A investigada Larissa Karolina Silva Moreira, de 28 anos, foi presa novamente pela Polícia Civil nesta segunda-feira (6), em Cuiabá, após romper duas vezes a tornozeleira eletrônica que utilizava por determinação judicial. Ela responde por maus-tratos a animais com resultado em morte e ganhou repercussão no estado após ser acusada de adotar gatos especificamente com o intuito de matá-los, além de cometer abusos sexuais (zoofilia) contra os animais.

Larissa havia sido capturada pela primeira vez em 13 de junho de 2025, após ativistas da causa animal denunciarem o desaparecimento em série de felinos entregues a ela para adoção.

Na ocasião, o Núcleo de Justiça do Juiz das Garantias converteu a prisão em preventiva, mas em julho do mesmo ano, a Justiça substituiu o regime fechado por medidas cautelares, impondo o monitoramento eletrônico e o recolhimento domiciliar noturno.

A decisão judicial já previa expressamente que o descumprimento de qualquer uma das regras resultaria no retorno imediato à unidade prisional.

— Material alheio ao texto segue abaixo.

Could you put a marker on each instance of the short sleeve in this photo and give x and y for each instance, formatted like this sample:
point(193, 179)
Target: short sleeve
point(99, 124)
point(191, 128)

O inquérito da Polícia Civil aponta que os crimes ocorriam na residência da acusada, localizada no bairro do Porto. Durante as investigações no ano passado, policiais civis encontraram um felino morto em um terreno baldio vizinho à casa dela, além de dois outros gatos em um lixão nas proximidades do imóvel.

Em buscas na residência, as equipes resgataram um filhote de cachorro vivo e apreenderam embalagens de ração e um lençol com marcas de sangue, que foram submetidos à análise técnica da Perícia Oficial e Identificação Técnica (Politec).

Com a revogação do benefício da liberdade provisória, Larissa foi encaminhada novamente à Penitenciária Feminina Ana Maria do Couto.